By Priya Nair
During festivals, good deals are often offered for gadgets. And, if one is short on cash, dealers are quick to point to 'zero-interest' equated monthly instalment (EMI) options.
The numbers look favourable. A home theatre priced at Rs 15,890 may be bought for a down payment of Rs 5,896. This would be followed by eight instalments of only Rs 1,325. The final payment works out to Rs 16,476. So, for a small difference of Rs 586, you could buy the product you've wanted for long.
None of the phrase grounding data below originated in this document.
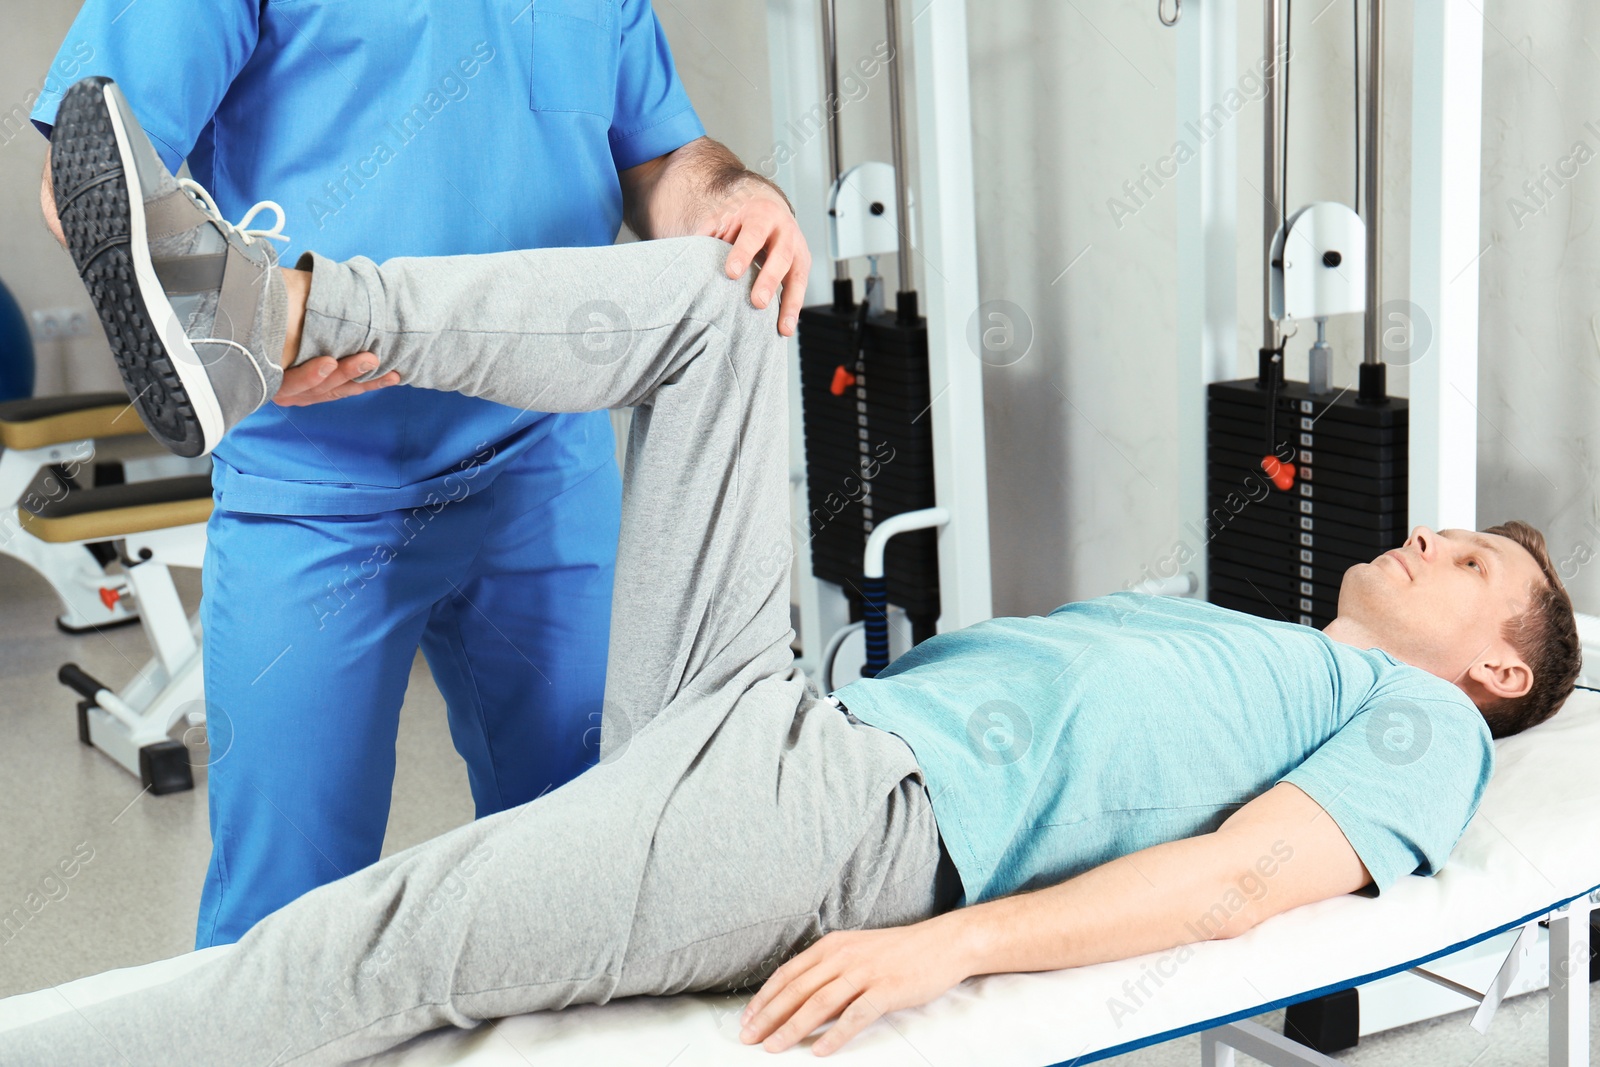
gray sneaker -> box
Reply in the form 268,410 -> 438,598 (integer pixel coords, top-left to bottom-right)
51,76 -> 287,458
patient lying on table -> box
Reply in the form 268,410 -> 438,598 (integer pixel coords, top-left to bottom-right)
6,77 -> 1581,1066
For products such as 3D LED TVs, splashing out about Rs 1 lakh at one go can be a quite a drain on finances even seem wasteful. The EMI route would turn this into an outflow that is manageable. However, for smaller products like music systems, iPods and now, even phones, do EMIs really make sense?
What works in favour of such schemes is the fact that these are hassle-free. If one pays through a credit card, it is an instant transaction, since a card provides proof of residence and identity. The reason: If you are a credit card holder, you are already credit-worthy.
But ask a financial expert and he would always say no to such schemes. Sumeet Vaid, chief executive of Ffreedom Financial Planners, says, "It's better to plan intelligently for these expenses. There is always a festive season in India. So, plan well in advance, and you can avail of a discount by paying a lump sum. Also, it's best to compare the prices at two to three places before taking a decision. One needs to consider hidden costs, if any, such as a processing fee. This is generally applicable for EMIs through credit cards. One also needs to look at the cash flows and whether EMIs would pinch in the next 10 months or a year. Postponing the buy and saving for a gadget kitty might be a wise move."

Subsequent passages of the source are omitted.